🤖 AI Summary
This work addresses the challenge that traditional attitude estimation methods rely on full vector measurements, whereas many practical scenarios provide only scalar observations. To overcome this limitation, the paper proposes a nonlinear deterministic observer on $\mathbf{SO}(3)$ that jointly estimates attitude and gyroscope bias using scalar measurements alone. Theoretical analysis establishes, for the first time, that attitude observability is guaranteed with merely two scalar measurements under sufficient excitation, and three suffice in static conditions. The method is validated on the BROAD dataset, demonstrating robust performance with low estimation error even under severely degraded measurement configurations, thereby highlighting its strong stability and practical applicability.
📝 Abstract
Attitude estimation methods typically rely on full vector measurements from inertial sensors such as accelerometers and magnetometers. This paper shows that reliable estimation can also be achieved using only scalar measurements, which naturally arise either as components of vector readings or as independent constraints from other sensing modalities. We propose nonlinear deterministic observers on $\mathbf{SO}(3)$ that incorporate gyroscope bias compensation and guarantee uniform local exponential stability under suitable observability conditions.

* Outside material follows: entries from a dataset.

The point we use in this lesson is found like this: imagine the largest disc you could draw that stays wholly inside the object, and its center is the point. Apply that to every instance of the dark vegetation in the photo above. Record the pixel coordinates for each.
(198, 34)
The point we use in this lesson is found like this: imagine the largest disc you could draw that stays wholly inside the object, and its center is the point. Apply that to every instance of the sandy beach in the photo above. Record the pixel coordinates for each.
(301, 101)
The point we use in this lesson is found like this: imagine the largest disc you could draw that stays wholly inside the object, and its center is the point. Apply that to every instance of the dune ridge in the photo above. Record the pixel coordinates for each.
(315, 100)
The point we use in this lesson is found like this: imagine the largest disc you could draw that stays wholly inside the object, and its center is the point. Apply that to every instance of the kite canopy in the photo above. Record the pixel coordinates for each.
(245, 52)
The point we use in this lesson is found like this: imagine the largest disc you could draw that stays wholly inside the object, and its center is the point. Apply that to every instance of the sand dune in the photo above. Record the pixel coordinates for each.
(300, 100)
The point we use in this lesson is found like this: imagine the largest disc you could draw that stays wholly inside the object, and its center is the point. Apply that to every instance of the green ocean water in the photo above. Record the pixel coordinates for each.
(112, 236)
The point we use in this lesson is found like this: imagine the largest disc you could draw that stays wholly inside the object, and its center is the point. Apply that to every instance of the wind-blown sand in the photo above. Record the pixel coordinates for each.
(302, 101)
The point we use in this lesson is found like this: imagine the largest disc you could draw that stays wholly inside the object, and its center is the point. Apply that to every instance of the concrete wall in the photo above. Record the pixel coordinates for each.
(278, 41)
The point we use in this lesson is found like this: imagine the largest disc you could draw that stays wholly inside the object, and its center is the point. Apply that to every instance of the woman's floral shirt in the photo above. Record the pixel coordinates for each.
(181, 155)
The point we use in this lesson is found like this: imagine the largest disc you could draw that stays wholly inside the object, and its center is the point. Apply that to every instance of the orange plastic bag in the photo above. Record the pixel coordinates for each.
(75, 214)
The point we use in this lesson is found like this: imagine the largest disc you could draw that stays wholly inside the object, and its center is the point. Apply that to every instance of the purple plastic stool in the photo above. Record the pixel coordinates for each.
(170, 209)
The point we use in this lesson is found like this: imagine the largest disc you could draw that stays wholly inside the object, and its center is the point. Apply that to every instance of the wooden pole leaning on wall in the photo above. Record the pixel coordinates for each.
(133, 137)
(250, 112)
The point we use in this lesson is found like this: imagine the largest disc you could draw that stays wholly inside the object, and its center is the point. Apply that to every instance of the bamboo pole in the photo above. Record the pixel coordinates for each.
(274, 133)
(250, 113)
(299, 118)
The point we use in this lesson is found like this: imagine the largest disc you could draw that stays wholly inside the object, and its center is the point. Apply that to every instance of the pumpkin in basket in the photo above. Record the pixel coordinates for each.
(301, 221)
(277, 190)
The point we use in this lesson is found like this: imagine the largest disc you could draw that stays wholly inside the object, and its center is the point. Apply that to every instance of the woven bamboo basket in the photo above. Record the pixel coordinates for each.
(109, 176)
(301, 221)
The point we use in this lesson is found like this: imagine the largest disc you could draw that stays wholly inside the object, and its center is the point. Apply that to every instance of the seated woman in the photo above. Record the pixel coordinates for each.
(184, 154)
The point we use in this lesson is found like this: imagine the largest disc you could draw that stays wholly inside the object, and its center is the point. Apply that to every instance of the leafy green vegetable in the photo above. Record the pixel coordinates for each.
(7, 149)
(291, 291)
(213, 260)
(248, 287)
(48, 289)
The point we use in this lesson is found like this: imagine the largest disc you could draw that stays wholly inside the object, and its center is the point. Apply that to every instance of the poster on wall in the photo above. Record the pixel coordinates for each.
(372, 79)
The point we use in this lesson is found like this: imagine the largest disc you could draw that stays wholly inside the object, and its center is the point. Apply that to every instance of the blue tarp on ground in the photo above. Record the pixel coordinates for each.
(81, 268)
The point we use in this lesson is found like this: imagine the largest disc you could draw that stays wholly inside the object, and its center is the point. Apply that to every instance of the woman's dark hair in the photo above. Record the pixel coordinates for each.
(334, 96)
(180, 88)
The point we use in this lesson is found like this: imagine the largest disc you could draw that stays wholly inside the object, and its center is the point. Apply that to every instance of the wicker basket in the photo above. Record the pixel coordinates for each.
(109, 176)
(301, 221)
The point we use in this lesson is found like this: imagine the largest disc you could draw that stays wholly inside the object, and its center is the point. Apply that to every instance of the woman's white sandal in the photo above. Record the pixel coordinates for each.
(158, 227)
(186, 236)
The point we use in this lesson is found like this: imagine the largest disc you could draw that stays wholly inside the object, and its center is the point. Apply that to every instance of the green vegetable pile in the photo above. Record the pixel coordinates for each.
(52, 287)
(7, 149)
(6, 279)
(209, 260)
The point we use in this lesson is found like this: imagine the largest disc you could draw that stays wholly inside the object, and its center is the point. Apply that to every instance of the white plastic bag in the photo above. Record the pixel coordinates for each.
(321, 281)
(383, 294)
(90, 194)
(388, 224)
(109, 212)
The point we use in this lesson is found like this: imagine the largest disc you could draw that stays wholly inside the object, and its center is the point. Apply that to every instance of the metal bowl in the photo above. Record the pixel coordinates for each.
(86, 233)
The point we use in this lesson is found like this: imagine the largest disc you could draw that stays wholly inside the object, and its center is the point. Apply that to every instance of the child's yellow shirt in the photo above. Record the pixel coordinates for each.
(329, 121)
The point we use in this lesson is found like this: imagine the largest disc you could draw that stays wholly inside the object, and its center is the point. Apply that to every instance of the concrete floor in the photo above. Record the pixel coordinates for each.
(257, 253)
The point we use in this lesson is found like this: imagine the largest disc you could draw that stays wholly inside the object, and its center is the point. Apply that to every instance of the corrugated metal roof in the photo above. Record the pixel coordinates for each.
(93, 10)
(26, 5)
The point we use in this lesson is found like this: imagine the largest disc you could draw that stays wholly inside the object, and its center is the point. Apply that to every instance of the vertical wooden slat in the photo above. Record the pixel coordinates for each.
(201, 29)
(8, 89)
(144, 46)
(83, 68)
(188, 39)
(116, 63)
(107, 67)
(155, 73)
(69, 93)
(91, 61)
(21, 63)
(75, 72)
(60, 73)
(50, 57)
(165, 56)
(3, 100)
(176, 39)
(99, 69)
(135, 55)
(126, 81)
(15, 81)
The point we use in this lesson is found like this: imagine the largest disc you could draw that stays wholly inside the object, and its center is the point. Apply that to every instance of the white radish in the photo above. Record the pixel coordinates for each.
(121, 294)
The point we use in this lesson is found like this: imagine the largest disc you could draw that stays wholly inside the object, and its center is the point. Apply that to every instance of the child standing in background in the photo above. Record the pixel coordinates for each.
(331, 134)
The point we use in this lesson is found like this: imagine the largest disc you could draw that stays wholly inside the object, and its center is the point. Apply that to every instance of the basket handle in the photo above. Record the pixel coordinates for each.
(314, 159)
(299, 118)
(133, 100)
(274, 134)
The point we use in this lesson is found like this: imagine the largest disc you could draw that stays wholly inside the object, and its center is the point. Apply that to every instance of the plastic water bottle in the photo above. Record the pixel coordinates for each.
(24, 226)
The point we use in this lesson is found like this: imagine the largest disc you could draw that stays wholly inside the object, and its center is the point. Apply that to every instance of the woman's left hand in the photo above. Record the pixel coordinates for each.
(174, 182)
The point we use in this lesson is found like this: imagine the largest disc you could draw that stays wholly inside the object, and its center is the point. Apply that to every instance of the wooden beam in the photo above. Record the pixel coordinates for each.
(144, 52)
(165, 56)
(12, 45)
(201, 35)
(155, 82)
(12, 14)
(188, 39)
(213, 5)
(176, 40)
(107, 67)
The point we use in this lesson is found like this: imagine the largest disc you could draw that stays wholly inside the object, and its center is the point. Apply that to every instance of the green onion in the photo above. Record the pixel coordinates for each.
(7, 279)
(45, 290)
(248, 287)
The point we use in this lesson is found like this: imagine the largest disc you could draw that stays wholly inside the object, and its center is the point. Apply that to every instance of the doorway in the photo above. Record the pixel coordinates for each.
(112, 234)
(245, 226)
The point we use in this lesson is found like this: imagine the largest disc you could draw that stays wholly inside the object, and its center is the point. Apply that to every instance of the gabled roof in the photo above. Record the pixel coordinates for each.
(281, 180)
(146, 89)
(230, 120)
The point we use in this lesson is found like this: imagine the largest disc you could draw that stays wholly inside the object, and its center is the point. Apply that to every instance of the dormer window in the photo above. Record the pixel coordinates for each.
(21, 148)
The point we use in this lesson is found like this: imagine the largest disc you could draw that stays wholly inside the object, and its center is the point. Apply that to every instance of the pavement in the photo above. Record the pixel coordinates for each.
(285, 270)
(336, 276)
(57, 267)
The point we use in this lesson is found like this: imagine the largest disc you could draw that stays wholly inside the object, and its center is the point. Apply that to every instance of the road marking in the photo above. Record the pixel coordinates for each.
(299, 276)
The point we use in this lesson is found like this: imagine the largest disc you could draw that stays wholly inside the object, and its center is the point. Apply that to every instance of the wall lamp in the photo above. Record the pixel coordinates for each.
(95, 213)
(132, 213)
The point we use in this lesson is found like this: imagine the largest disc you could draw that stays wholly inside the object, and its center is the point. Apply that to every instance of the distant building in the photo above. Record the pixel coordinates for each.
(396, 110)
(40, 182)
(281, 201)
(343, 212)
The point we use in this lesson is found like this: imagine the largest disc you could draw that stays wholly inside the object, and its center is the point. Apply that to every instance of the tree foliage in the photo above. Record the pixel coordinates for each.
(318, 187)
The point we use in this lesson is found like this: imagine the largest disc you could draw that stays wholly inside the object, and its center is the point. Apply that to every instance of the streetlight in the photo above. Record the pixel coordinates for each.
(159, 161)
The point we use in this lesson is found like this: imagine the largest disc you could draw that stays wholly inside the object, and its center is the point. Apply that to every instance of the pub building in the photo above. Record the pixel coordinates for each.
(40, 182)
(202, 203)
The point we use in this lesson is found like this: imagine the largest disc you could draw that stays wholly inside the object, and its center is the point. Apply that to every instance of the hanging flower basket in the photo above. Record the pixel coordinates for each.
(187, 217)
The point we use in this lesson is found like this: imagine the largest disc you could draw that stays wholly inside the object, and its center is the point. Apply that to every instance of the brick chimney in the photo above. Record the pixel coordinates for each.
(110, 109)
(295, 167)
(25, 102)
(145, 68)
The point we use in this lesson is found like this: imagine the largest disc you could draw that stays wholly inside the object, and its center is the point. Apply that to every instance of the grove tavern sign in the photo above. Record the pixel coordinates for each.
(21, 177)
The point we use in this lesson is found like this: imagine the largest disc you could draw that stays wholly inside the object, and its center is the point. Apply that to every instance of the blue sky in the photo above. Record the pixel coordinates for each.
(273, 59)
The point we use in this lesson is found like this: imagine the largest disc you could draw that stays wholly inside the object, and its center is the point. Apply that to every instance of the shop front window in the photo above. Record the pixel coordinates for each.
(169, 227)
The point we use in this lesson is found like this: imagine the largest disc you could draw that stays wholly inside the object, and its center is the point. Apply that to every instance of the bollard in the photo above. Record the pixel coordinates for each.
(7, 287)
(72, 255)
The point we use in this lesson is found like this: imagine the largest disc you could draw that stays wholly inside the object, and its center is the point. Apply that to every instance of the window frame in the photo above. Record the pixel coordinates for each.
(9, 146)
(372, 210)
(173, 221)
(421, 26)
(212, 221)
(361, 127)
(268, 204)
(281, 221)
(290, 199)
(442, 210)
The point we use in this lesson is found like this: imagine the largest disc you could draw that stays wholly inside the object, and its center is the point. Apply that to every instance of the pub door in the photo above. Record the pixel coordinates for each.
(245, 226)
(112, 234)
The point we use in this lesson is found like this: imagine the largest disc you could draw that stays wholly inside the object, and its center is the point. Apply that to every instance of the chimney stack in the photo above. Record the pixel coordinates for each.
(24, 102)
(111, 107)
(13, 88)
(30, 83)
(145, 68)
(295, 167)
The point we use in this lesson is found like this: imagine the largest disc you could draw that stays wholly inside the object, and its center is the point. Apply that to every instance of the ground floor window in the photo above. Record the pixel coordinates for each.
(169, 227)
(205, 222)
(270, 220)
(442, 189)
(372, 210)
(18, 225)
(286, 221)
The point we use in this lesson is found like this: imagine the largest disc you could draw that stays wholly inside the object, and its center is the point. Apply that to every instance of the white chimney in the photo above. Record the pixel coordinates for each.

A key feature of the framework is its robustness to partial sensing: accurate estimation is maintained even when only a subset of vector components is available. Experimental validation on the BROAD dataset confirms consistent performance across progressively reduced measurement configurations, with estimation errors remaining small even under severe information loss. To the best of our knowledge, this is the first work to establish fundamental observability results showing that two scalar measurements under suitable excitation suffice for attitude estimation, and that three are enough in the static case. These results position scalar-measurement-based observers as a practical and reliable alternative to conventional vector-based approaches.